4 Feb /19


Computer – Word of the day – EVS Translations
Computer – Word of the day – EVS Translations

What can be said about today’s word that hasn’t already been said? Regardless of whether you refer to our current time as the Information Age, the Digital Age, or any of a number of different titles, today’s word is largely responsible for it. It’s what makes a smartphone “smart”, what powers much of our entertainment, and what really makes globalization possible. Naturally, this can only mean that today’s word is computer; yet, for all that this word means to our daily lives, few people can envision the term having the history that it does.

The word compute comes to us from the French computer, from the Latin computare, meaning ‘to sum up, count, or reckon together’. By adding an -r to the end of compute, we have our word, computer, which literally denotes ‘someone who calculates or makes arithmetical calculations’.

In fact, it was this definition referring to an individual person that is responsible for the first usage of the term. Richard Braithwaite, in his 1613 book entitled The Yong Mans Gleanings, states: “I have read the truest computer of Times, and the best Arithmetician that ever breathed, and he reduced the days into a short number.”

Considering this definition, the argument could be made that anyone who tabulates numbers, such as an accountant or bookkeeper, could also be considered a “computer” (i.e. “one who calculates”), but what about something a bit more “modern”, like a machine?

Strictly defined as a machine or device for performing or facilitating calculation, the earliest mentions in English come from the 1800s when the concept of a programmable computer was pioneered by the English mechanical engineer and polymath, Charles Babbage, who design an automatic mechanical calculator to aid in navigational calculations, known as a difference engine; followed by the first modern analog computer invented by Sir William Thomson in 1872; and the first recorded media article: the journal Engineering describing in 1897 an actual device, noting: “This was..a computer made by Mr. W. Cox. He described it as of the nature of a circular slide rule.” Outside of English though, computing devices such as these date back to Classical antiquity, notably the abacus, astrolabe, and the Antikythera mechanism.

While these devices soon became electronic, they were, for virtually the next 50 years (electromechanical relay computers appeared in the 1930s, and the next century welcomed the fully automatic digital computer), still what we would consider to be calculators – fixed programs strictly for mathematical purposes. However, after World War 2, we finally begin to see computers branching out into more applications, slowly becoming the multifunctional processing machines that are responsible for so much of our modern world.

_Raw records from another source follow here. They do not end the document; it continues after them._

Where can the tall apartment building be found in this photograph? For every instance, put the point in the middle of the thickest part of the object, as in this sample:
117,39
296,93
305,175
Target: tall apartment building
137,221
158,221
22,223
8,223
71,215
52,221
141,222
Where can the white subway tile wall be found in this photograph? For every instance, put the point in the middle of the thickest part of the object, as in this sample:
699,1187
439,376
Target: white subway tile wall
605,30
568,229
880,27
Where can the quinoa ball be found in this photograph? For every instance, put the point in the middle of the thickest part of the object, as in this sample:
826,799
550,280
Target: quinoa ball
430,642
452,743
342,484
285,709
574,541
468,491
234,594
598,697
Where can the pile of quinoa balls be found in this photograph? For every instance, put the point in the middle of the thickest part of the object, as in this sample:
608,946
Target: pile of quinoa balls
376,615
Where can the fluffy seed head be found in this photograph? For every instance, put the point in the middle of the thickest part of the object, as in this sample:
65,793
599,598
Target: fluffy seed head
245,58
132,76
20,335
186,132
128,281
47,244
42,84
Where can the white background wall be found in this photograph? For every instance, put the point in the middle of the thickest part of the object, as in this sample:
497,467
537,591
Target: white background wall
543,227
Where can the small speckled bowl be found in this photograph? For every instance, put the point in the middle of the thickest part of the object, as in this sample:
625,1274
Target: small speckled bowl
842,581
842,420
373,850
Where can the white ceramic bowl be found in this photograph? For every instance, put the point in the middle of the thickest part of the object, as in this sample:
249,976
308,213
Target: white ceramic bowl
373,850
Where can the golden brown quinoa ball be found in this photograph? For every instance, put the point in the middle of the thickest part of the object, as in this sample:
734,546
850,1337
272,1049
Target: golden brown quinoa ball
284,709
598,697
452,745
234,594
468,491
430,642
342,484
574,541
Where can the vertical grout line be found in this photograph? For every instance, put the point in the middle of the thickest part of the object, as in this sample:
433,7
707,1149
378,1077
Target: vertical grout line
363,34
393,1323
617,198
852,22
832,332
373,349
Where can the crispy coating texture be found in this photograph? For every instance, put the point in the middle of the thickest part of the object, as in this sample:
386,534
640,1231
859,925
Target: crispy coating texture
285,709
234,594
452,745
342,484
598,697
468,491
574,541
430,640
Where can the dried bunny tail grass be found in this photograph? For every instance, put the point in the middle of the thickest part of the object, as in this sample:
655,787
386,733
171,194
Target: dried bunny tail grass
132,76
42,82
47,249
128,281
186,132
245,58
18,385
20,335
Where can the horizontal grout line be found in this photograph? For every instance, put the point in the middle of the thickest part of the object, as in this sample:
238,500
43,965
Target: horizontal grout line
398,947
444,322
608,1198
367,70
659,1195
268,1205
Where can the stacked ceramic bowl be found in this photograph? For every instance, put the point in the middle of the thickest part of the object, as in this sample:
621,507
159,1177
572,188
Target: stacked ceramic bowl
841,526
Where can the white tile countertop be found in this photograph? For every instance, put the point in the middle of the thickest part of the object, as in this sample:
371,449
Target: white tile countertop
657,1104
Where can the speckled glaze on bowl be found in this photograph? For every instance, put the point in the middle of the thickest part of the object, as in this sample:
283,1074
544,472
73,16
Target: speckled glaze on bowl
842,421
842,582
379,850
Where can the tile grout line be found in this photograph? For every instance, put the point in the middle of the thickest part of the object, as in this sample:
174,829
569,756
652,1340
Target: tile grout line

The real explosion of computer usage occurred when computers started to become smaller, more powerful, and more widely available (as well as affordable), such as with the introduction of the Bendix G15 in 1956 or the LPG-30, which was priced at the modern equivalent of EUR 373,000. The 1977 introduction of the Commodore PET and (3 months later) the Apple II (Steve Jobs and Steve Wozniak) brought the fully-assembled and mass marketed computer into our homes, opening the floodgates to a multitude of software and application development. Time magazine’s 1982 “Machine of the Year” progressively became smaller, more powerful, more portable, and more indispensable.

Indeed, computers have come a long way in the 60 years they’ve been widely available, but this is only the beginning. From yoga outfits that can determine the correctness of your position to wearable devices that can monitor your health to contact lenses which can adjust to meet your vision needs, computers are becoming the new backbone for health and wellness products. Artificial Intelligence and machine learning is in the process of changing many aspects of our daily lives, from how we produce goods, heat our homes, drive our cars, or communicate with one another (regardless of language differences). Another worthwhile mention is blockchain, which, though it’s to-date mostly been utilized for financial transactions, has the potential to completely disrupt the data security industry, among others. Of course, with all of this disruptive potential, it’s worth noting that this disruption must also take into account that any development comes at a reasonable cost and that social and legal norms often struggle to keep up with technological development.